The Field has learned that Cardoza is the first of a group of at least 40 Clinton delegates, many of them from California, that through talking among themselves came to a joint decision that all of them would vote for Obama at the convention. They have informed Senator Clinton that it’s time to unite around Obama, and that they will be coming out, one or two at a time, and announcing their switch between now and the convention if Senator Clinton doesn’t do the same.
Cardoza is one of the leaders of this effort (which includes not only superdelegates, but here’s something that should set off some paranoia in Camp Clinton: there are pledged Clinton delegates in “The Cardoza 40,” too). One Field Hand reports that during a recent Cardoza fundraising event in California the effort was discussed openly in front of other Democrats. Cardoza’s announcement, today, sent the message that the effort is serious and for real.
This is not “excellent news for Hillary Clinton.”
An exodus of 40 delegates from Clinton to Obama, mathematically, increases his lead by 80 delegates, because she loses one for every one he gains.
Cardoza, in his endorsement today, said:
“I am deeply concerned about the contentious primary campaign and controversy surrounding the seating of delegates from Florida and Michigan – two states Democrats need to win in November. I will not support changing the rules in the fourth quarter of this contest through some convoluted DNC rules committee process. Yet, we must find a resolution to seat the Michigan and Florida delegates so these states’ voters are represented at the Convention. I believe we need to avoid this potentially divisive situation by uniting behind one nominee and bringing the party together immediately. Therefore, I have made the decision to support Senator Obama at the Democratic Convention in my role as a super delegate.”

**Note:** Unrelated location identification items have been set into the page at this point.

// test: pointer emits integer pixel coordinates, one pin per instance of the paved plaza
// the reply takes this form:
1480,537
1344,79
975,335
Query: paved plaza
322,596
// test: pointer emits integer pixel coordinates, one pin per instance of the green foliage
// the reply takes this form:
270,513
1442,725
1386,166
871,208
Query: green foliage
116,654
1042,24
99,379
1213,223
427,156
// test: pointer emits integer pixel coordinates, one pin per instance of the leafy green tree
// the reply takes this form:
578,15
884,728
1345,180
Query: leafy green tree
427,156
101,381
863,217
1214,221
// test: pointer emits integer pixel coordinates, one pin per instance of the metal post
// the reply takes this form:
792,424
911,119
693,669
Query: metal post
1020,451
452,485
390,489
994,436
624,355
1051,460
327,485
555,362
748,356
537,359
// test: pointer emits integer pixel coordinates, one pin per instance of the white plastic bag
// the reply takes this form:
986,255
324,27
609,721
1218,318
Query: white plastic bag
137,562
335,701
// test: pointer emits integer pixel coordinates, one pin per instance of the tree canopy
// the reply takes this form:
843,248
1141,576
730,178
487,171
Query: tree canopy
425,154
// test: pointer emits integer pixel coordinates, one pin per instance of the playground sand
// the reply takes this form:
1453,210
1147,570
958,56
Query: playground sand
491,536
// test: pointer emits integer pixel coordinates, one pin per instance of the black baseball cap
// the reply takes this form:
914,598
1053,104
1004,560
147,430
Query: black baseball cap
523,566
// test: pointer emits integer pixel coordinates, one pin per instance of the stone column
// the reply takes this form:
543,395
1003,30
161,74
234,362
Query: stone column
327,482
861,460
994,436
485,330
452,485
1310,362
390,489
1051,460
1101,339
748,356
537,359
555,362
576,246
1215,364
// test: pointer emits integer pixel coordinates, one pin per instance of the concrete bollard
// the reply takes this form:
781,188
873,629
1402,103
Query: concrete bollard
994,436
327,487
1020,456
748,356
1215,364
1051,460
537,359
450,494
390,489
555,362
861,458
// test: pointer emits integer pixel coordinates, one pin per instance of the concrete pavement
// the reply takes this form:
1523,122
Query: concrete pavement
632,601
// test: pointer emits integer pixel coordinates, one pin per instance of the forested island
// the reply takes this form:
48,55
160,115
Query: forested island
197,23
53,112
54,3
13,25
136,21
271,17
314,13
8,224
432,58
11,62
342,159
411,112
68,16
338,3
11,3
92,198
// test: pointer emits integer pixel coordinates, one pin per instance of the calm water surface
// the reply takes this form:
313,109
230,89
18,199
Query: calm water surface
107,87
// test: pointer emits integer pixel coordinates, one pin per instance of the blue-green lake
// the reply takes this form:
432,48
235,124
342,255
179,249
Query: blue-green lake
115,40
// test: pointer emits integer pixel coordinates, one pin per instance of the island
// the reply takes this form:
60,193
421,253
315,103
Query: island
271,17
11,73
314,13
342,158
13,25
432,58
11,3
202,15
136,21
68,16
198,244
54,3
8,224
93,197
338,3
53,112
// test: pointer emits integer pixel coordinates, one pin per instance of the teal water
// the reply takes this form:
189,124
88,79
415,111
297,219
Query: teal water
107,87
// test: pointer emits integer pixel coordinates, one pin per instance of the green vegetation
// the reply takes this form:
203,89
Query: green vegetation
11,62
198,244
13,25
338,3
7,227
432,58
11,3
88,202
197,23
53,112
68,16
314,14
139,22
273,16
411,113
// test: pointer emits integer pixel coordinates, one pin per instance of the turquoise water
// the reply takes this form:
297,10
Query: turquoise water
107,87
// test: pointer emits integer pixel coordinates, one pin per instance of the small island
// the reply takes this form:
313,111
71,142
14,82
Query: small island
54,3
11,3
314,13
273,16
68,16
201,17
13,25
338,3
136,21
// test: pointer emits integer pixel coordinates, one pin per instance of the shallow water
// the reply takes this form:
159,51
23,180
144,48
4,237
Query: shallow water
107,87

If that was a little wordy for ya, let me translate. It means:
“Checkmate.”
Update: A commenter here has asked a question:
jimmyhoffa2222, on May 23rd, 2008 at 12:35 pm Said: Edit Comment
Al, Is your source a DailyKOS comment?http://www.dailykos.com/comments/2008/5/20/133342/978/108#c108
Al replies:
I would never cite an anonymous comment as a “source” on a story. All the sources I have cited in two decades as a journalist have been known to me. It is likely that the same person that made that comment contacted me via email with a tip. That was about a week ago. Obviously, I didn’t then publish this as a “story” based on a single tip. I then spent the week following up with sources that are known to me, and published the story - as always - only after I could confirm it.
I also sign my names to my reports. “Jimmyhoffa2222″ doesn’t, not here, not over on DKos where he has been trolling diaries for two days trying to raise doubts about my reporting. I know Steven, er, “Jimmy’s” name, but it doesn’t really matter, does it?